The girl glares at him mutinously for a few long seconds before stalking to a low cabinet and getting out a sugar pot. She comes over as we take our seats and puts it on the table.
“So you’re friends?” she asks, hovering beside me, and I want to pull her into my arms and caress her bouncy curls. “With Uncle Evan?”
“They are,” Evan replies for us as he pulls out a chair and sinks down in it with a weary sigh. “Matt and me, we used to work together at Jasper’s. And I’ve known Octavia for many years. She used to live here. Grew up here, isn’t that right?”
I nod, smile, pretend the smell of coffee isn’t turning my stomach. “Sure did. I was born here, in Destiny. We only moved away a few years ago.”

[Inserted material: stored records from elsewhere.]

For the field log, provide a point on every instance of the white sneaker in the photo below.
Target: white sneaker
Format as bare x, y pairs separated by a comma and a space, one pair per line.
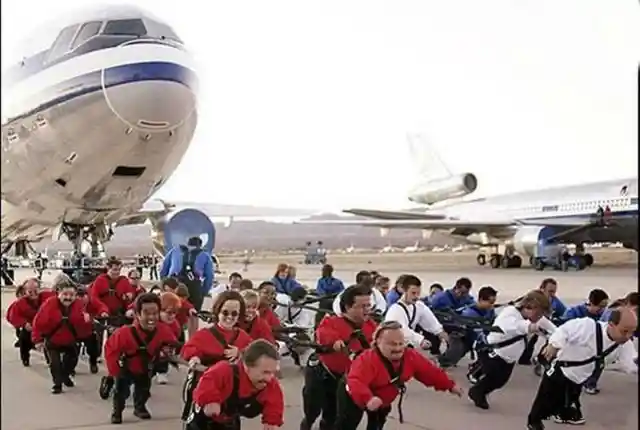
161, 379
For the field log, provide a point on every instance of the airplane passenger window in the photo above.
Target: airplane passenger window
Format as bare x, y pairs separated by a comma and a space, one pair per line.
63, 42
88, 30
125, 27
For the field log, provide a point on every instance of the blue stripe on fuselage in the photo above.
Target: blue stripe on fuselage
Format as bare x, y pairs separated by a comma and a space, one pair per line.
113, 76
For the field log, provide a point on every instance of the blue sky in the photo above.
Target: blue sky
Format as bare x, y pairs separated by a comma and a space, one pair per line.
308, 104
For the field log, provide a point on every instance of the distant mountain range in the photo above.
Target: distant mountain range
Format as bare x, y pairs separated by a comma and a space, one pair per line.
271, 236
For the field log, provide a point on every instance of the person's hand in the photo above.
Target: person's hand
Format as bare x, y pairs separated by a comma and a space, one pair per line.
338, 345
457, 391
231, 352
211, 409
549, 352
374, 403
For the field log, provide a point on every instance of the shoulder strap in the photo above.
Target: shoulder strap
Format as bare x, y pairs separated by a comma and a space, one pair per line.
411, 318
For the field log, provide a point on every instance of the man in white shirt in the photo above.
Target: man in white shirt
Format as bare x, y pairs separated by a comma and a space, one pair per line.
498, 357
575, 351
412, 313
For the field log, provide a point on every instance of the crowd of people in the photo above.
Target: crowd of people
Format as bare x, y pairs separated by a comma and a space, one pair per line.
359, 346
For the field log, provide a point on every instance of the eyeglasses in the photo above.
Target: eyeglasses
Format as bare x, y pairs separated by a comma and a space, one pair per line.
232, 314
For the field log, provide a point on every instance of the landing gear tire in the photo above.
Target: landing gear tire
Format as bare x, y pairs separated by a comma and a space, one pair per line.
495, 260
588, 260
481, 259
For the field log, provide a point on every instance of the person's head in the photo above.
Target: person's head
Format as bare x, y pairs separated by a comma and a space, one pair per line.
487, 296
267, 293
114, 267
355, 303
389, 339
170, 284
622, 324
134, 278
228, 309
327, 271
246, 284
534, 305
411, 287
598, 301
67, 292
282, 271
251, 301
147, 309
261, 362
194, 243
462, 287
234, 281
31, 288
182, 291
382, 284
435, 288
170, 305
549, 286
363, 277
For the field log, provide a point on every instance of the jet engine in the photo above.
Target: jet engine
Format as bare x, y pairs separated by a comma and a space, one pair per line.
175, 228
526, 238
443, 189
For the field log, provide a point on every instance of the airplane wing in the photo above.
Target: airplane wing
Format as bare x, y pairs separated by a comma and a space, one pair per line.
382, 214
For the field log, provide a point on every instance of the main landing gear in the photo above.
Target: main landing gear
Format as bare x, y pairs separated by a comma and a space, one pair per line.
84, 269
496, 260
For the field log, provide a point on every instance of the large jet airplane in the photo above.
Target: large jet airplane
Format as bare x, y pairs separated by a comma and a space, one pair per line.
92, 126
522, 221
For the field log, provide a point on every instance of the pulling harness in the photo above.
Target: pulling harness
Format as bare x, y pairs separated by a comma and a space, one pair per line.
233, 407
193, 376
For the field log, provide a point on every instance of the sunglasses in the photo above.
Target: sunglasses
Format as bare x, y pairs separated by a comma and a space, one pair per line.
232, 314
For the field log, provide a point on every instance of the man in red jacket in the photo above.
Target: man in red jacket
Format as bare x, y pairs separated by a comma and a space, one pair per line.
113, 289
348, 335
250, 388
379, 375
22, 312
132, 352
58, 326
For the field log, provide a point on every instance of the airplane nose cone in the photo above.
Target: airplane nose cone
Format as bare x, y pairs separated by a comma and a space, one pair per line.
152, 96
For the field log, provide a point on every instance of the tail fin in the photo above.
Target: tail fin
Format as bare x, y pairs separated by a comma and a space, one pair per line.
427, 162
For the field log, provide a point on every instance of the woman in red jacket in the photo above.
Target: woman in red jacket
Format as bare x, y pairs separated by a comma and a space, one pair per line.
253, 324
380, 374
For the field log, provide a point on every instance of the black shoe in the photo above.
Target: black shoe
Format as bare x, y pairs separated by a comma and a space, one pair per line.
142, 413
116, 417
478, 399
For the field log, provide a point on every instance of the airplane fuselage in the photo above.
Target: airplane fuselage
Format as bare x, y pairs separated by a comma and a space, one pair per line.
95, 125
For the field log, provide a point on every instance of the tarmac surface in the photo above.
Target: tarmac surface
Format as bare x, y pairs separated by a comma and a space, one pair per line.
28, 405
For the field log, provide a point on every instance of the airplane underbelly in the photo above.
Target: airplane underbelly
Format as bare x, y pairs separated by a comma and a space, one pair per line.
89, 158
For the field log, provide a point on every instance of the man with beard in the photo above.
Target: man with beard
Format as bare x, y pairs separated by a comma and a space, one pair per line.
247, 389
58, 326
133, 351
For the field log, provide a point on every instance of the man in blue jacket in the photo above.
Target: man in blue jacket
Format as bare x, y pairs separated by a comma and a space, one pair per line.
456, 298
193, 267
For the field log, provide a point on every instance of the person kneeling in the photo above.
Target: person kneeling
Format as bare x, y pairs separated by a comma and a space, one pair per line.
379, 375
132, 352
226, 392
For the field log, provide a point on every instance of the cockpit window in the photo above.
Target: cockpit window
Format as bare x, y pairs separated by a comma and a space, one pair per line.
125, 27
88, 30
63, 42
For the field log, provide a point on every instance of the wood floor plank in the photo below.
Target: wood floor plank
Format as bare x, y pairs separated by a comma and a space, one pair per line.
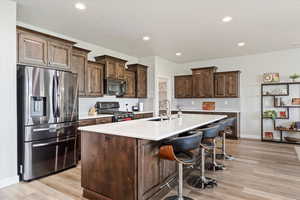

The girl, slightly mollified, climbs on the last free chair and stares across at her uncle as if waiting for cues.
“They came to help me out a little,” Evan goes on. “Just for a few days.”
He’s a handsome guy, I realize with a start. I never paid him much attention, and he’s so different from Matt it’s ridiculous. Where Matt is tall and muscular, built like a tree, Evan is slender and shorter, though his bare arms are sleekly muscled.
“Matt mentioned you have pets,” I say, glancing around for any sign of them, any water or food bowl, any animal bed, but there’s nothing.
“I have birds in the back, and a turtle.”
“They’re canaries,” Melissa adds, smiling for the first time since we arrived. “And Mabel needs food.”
I had somehow thought he’d meant dogs, or cats. “No problem. We’ll take care of them.”